When one sees a Red-Spotted Admiral butterfly (Limenitis arthemis Astyanax) up close, it is not the red spots that draw attention. It is rather the blue, a brilliant royal. So deep, it gives the butterfly its other common name: the Red-Spotted Purple. At least, that’s what I noticed.

Six years ago, I hadn’t noticed Limenitis arthemis Astyanax at all. Then one landed on my arm.

I was sitting in my back yard at the time. It was a warm, mid-spring day. I was still acclimating to the new house we’d moved into about three weeks prior. I was still acclimating to the new city we’d moved to about 20 weeks prior. I was acclimating to the idea of being a father, my wife having given birth to twins about five weeks prior. But mostly, I was still acclimating to reality of living my life without my son, who had unexpectedly died about three days prior.

I was alone, and I was feeling sorry for myself.
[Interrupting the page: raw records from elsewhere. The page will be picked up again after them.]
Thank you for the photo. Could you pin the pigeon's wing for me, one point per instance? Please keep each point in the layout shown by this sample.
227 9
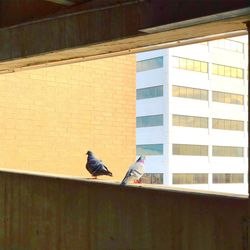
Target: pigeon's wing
127 177
134 173
92 164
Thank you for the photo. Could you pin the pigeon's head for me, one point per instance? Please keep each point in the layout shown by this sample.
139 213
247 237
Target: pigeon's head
89 153
141 158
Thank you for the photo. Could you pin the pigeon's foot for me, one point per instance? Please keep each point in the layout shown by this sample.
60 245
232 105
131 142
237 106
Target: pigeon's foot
137 181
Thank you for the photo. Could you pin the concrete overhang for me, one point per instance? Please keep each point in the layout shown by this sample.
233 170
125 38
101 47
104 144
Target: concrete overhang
118 28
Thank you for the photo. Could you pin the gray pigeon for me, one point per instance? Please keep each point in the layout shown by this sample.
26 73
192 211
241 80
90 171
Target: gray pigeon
135 171
95 166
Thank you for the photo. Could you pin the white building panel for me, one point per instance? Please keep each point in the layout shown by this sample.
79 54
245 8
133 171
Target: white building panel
150 135
151 106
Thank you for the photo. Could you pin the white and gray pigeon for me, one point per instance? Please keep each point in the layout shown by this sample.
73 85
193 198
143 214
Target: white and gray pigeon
95 166
135 171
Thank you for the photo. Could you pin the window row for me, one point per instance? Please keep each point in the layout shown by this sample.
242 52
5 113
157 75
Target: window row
150 92
149 149
201 66
228 44
223 70
202 122
230 98
228 124
228 151
152 63
192 150
190 64
149 121
187 149
193 93
190 121
219 178
202 150
152 178
201 94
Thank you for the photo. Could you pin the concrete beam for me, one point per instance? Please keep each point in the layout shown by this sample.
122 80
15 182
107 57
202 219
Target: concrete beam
39 212
100 30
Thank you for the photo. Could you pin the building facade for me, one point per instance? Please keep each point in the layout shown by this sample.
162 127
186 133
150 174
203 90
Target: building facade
51 116
192 113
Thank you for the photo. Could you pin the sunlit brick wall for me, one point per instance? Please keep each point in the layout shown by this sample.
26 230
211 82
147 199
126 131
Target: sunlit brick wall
50 117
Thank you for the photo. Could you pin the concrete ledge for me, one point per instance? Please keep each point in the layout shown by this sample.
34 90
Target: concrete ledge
51 212
117 183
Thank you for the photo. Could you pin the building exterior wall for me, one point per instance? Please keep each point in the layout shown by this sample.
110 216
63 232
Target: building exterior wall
168 105
40 212
50 117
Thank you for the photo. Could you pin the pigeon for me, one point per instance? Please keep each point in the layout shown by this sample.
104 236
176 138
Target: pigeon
95 166
135 171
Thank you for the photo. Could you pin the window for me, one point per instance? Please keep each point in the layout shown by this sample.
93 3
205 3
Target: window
190 121
149 121
228 44
149 64
185 92
190 178
228 124
227 71
228 178
189 64
228 151
149 149
152 178
188 149
150 92
228 98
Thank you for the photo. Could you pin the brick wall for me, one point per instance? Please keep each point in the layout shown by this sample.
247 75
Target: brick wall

My wife, as would become standard for her, was at the hospital, keeping watch over our daughter, who would spend another six weeks in the NICU before coming home. This was her response to grief: she would wake up in the morning and go to the hospital for morning rounds. She would sit by our daughter’s incubation crib for 16 or more hours, occasionally holding her, nursing her, or changing her. But mostly just watching her breathe.

My response was quite different. Apart from a few visits a day, I would avoid the NICU. In much the same manner as a person would avoid a street where he had been in an accident, or a neighborhood where he had been mugged. The mere act of walking through the doors turned my stomach. My desire to see and hold my daughter was in a constant battle with my desire to avoid the place where I watched my son die, and my desire for avoidance frequently won the battle. I would later learn this avoidance was my mechanism for coping with post-traumatic stress.

And so I sat there, not by my daughter’s crib. But in the back yard, staring at nothing. And a butterfly, a Red-Spotted Admiral, Limenitis arthemis Astyanax, lit upon my left arm. It crawled forward a bit and settled in a spot for five, perhaps 10 seconds, moving its wings slowly up and down. And then it flew off.

I don’t much believe in signs from above, or beyond. I believe God, who or whatever he is, created humans with free will. We can choose to believe or not believe, just as we can choose to be kind and decent to each other or to not. Whatever our choices, they need not rely on signs from him. And so, no, I don’t believe this butterfly was sent by God, or inhabited by the spirit of my son to let me know that things would be okay. It was just a butterfly. And yet…

And yet.

I guess we all emerge from our cocoons eventually.

I notice Limenitis arthemis Astyanax now. I notice it, and wonder how I never noticed such a beautiful creature before. I notice it, and I think of a time when I felt as low as I’ve ever felt in my life, and an insect lifted my spirits. I notice it, and I remember the power of tiny, almost insignificant things to enter our lives and impact them in a significant way.